Vem isto a propósito da escolha do novo treinador do Benfica. Desde que Luís Filipe Vieira assumiu a presidência do clube muitos foram os treinadores que passaram pelo clube. A saber: Camacho, Trapattoni, Koeman, Fernando Santos, e de novo Camacho. Quem encontrar semelhanças entre estes quatro senhores merece um prémio. Ano após ano ouvimos Vieira falar no perfil desejado, mas a ideia com que ficamos é que a escolha obedece apenas a um critério: o primeiro treinador de nomeada que se conseguir contratar. E, desta forma, ano após ano, os jogadores são forçados a começar tudo do zero. Podem dizer-me que o Benfica pouco ganhou neste período de tempo, e, por isso, faz sentido tentar alterar o rumo da equipa de futebol. É certo, mas depois de ter sido campeão, trocou Trap por Koeman, quando fazia sentido aproveitar a forte base defensiva criada pela Velha Raposa e contratar outro treinador da mesma escola.

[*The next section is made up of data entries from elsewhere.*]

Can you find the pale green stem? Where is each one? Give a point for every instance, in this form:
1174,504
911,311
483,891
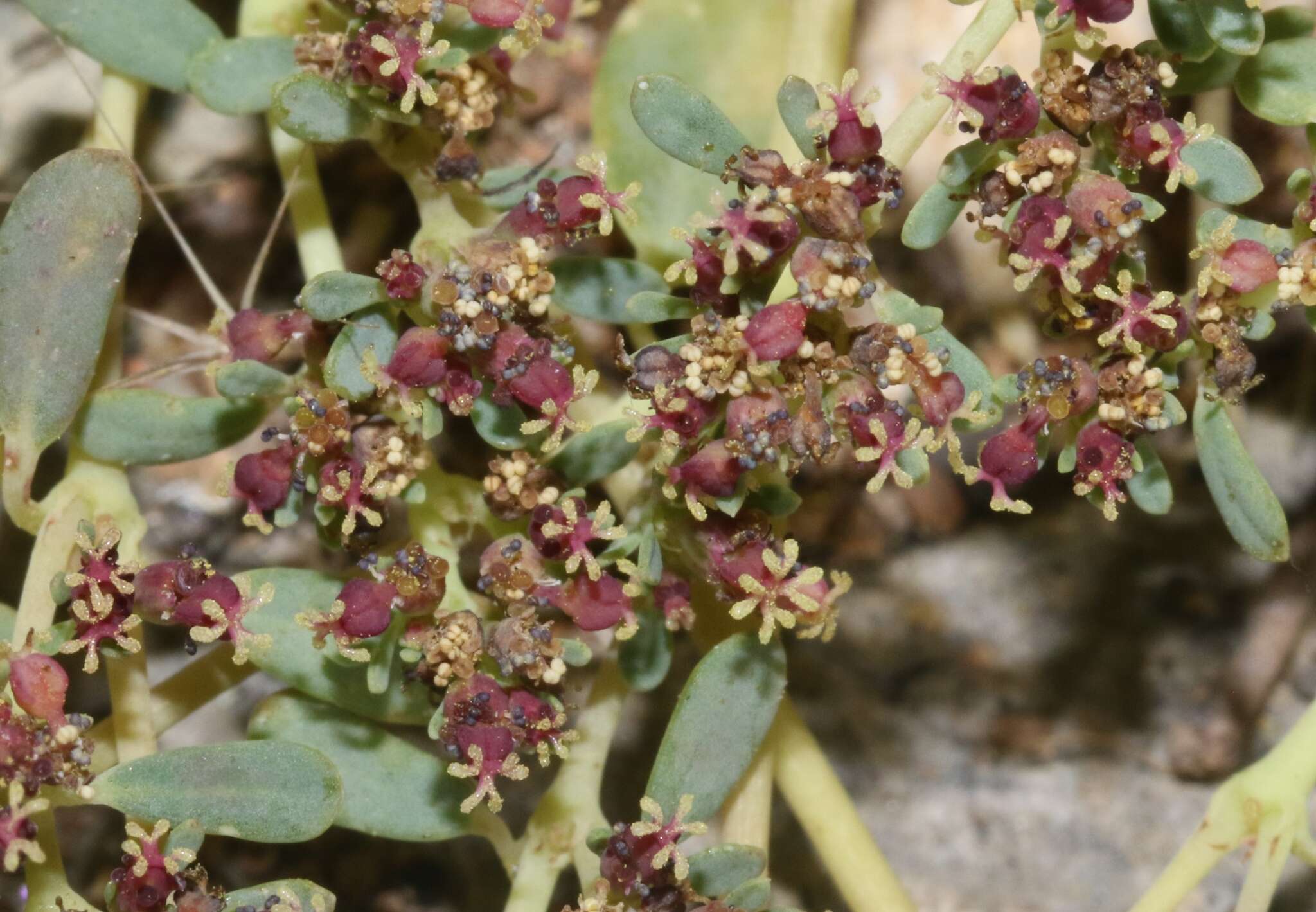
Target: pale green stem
830,819
556,835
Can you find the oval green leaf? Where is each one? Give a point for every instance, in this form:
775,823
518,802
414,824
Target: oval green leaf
722,716
252,378
390,787
364,345
1224,172
797,103
1234,24
722,869
1245,502
295,661
150,428
249,790
932,216
148,40
655,307
1279,84
599,287
237,75
684,123
1181,30
315,109
64,246
336,295
1150,487
312,897
646,657
596,453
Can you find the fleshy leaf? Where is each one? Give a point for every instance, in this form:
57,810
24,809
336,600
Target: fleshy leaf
596,453
315,109
1234,24
752,895
646,657
249,790
64,246
148,40
655,307
722,716
294,659
932,216
599,287
336,295
1180,30
499,425
1224,172
312,897
1279,84
1245,502
150,428
390,787
252,378
370,336
1150,487
237,75
684,123
722,869
797,102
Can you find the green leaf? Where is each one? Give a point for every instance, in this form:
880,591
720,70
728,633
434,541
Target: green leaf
722,716
504,187
336,295
1283,22
596,453
368,340
1181,30
599,287
1234,25
752,895
657,307
722,869
295,661
1279,84
684,123
150,428
64,246
249,790
963,162
148,40
315,109
1224,172
711,45
252,378
1216,71
972,371
932,216
774,499
797,103
1245,502
311,897
237,75
646,657
499,425
1150,487
390,787
896,307
1273,236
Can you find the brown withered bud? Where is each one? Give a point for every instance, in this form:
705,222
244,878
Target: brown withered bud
1062,89
1121,78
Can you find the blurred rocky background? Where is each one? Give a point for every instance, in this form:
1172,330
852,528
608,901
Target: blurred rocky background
1029,711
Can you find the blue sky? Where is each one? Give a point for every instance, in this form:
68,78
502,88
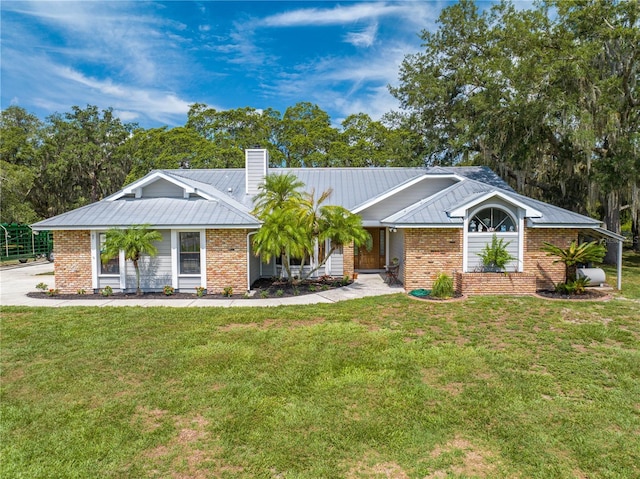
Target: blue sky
150,60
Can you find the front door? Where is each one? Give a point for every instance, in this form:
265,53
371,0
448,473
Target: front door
373,258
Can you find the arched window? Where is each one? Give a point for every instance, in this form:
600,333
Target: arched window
492,220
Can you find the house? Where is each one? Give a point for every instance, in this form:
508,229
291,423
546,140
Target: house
433,219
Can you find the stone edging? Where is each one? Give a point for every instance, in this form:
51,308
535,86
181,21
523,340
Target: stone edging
436,301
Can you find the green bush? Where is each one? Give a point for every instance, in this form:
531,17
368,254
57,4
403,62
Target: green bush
442,287
495,256
107,291
573,287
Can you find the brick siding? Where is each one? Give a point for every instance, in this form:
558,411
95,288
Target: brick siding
226,260
537,262
72,260
428,252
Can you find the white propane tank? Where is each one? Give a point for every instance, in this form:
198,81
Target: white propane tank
595,275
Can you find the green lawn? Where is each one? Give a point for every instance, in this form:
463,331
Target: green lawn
385,387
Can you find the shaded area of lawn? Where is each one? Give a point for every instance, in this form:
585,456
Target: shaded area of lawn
383,387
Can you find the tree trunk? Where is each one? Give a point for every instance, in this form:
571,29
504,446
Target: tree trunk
135,265
612,222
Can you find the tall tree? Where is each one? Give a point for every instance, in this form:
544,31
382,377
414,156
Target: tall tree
306,136
20,137
547,96
233,131
163,148
84,157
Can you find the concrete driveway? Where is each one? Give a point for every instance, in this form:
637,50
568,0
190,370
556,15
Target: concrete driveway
16,282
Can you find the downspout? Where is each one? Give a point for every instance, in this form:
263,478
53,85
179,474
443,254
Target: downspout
619,279
249,259
6,239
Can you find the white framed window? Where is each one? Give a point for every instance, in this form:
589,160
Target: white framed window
492,219
189,261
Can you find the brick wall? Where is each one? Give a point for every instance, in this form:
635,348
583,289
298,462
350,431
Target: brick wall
537,261
226,260
428,252
496,283
72,260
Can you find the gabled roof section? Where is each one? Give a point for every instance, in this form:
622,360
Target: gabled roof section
483,174
158,212
399,188
136,187
437,209
460,209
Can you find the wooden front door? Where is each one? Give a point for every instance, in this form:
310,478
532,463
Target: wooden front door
373,258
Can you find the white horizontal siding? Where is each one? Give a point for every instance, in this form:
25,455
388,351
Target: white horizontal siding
113,281
188,284
162,189
155,273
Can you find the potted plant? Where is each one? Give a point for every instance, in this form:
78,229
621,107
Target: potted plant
495,255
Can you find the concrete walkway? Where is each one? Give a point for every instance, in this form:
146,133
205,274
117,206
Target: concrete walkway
16,282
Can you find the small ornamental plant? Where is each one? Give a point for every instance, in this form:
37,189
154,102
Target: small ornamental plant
442,287
107,291
168,290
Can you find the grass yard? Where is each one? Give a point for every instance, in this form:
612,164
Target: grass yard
387,387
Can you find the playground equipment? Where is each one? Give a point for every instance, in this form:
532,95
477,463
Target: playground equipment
20,242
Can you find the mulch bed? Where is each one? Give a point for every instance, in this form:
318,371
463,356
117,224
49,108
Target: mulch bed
589,295
263,288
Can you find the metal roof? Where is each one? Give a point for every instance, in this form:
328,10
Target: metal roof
229,205
159,212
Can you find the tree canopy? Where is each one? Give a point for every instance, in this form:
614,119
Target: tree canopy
549,97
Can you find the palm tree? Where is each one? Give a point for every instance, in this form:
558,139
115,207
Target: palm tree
278,192
574,254
281,235
341,227
134,241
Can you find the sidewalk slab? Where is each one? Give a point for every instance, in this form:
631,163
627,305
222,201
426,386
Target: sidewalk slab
15,283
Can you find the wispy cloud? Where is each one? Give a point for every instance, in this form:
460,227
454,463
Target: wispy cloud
363,38
117,44
337,15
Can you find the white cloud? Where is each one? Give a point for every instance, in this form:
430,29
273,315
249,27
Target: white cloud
337,15
364,38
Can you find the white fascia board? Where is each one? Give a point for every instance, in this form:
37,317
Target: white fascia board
426,226
403,186
461,210
531,224
610,234
135,187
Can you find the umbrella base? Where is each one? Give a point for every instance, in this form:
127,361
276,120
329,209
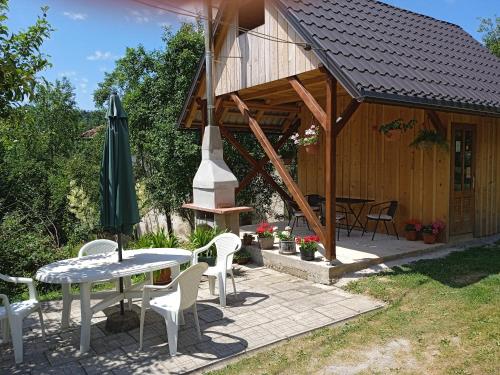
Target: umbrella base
117,322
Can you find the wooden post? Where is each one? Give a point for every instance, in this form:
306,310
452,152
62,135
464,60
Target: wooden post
292,186
330,137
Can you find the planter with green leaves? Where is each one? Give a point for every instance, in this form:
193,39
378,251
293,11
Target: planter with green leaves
200,237
307,246
265,233
241,257
412,229
431,232
158,240
393,130
287,242
427,138
310,140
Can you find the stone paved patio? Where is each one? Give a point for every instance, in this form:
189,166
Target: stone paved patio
269,307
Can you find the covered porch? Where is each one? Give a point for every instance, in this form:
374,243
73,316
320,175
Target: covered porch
353,253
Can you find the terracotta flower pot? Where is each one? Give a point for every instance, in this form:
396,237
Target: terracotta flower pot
393,135
266,243
247,240
312,149
163,277
429,238
307,254
411,235
287,247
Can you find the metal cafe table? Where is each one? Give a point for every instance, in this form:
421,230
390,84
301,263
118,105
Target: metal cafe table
104,267
360,204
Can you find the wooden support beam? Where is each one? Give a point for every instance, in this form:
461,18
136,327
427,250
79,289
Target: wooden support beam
249,177
249,158
265,107
308,99
281,88
436,122
330,172
346,115
292,186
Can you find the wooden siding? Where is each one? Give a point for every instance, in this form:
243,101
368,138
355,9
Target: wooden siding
249,60
370,166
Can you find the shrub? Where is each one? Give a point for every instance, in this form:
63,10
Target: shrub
202,235
155,239
23,252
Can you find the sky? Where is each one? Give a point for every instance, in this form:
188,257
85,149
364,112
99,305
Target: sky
90,35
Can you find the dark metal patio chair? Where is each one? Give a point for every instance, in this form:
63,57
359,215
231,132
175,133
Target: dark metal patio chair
386,213
295,213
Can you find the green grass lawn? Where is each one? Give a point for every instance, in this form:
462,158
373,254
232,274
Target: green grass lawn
442,317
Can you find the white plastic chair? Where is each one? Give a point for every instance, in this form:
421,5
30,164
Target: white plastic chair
227,244
95,247
13,314
182,295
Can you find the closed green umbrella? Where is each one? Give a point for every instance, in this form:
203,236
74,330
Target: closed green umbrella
119,211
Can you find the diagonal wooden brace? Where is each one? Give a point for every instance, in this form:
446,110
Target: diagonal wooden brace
284,138
317,111
246,155
280,168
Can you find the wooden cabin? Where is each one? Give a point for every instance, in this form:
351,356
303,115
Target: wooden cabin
350,66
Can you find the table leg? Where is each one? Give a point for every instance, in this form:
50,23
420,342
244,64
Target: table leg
86,313
67,299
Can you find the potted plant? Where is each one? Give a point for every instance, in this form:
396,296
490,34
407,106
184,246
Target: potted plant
307,246
393,130
247,239
427,138
200,237
287,242
265,234
412,228
431,231
310,140
288,155
241,257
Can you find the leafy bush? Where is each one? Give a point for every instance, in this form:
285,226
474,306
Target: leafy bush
155,240
23,252
202,235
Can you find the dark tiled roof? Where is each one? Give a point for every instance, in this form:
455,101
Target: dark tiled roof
380,51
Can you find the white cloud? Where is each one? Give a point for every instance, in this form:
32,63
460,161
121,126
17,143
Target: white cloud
67,74
99,55
139,16
76,16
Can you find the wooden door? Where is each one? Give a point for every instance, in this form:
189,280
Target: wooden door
462,184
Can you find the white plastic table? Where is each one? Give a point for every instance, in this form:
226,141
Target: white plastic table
104,267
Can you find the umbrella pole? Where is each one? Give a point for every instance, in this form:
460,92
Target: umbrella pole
120,258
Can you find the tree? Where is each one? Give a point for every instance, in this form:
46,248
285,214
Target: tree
20,59
154,86
491,34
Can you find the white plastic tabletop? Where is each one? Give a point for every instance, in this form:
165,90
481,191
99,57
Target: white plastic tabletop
106,266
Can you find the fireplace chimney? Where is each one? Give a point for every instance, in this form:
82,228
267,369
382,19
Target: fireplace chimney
214,183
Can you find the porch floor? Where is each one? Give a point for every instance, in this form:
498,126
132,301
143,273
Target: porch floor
354,253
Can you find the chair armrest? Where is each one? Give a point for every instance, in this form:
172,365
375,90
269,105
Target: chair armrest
6,303
22,280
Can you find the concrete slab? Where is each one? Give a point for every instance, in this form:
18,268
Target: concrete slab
270,307
354,253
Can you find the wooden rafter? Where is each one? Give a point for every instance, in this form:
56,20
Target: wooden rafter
317,111
249,158
292,186
346,115
330,172
280,89
284,138
436,122
258,106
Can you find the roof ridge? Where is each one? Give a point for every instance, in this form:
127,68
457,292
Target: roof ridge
415,13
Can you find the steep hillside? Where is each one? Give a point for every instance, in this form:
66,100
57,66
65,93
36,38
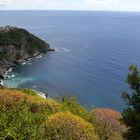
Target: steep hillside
17,45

Este ano, no entanto, algo mudou. Pela primeira vez ouço falar em nomes com alguma coerência. Todos os treinadores que vieram à baila são conhecido por serem organizados, metódicos e sólidos em termos tácticos. Parece, finalmente, haver um perfil, uma ideia, uma base que pode germinar num projecto. A confirmar esta possibilidade de visão a longo prazo está a notícia avançada hoje pela Bola, que dá conta que o contrato oferecido a Queiroz é superior a quatro anos. A transição de Rui Costa para o cargo de director desportivo (ainda por confirmar é certo mas já tida como válida por todos) não será alheia a este facto. Rui Costa poderá ser um factor positivo na estrutura dirigente do Benfica, já que pela primeira vez numa direção de Luís Filipe Vieira há alguém que realmente percebe de futebol. E seja qual for o nome escolhido (que até pode nem trazer os tão ansiados títulos ao clube da águia) sabemos que pelo menos desta vez não o será ao calhas, apanhando o primeiro nome famoso que surgir para aquelas bandas.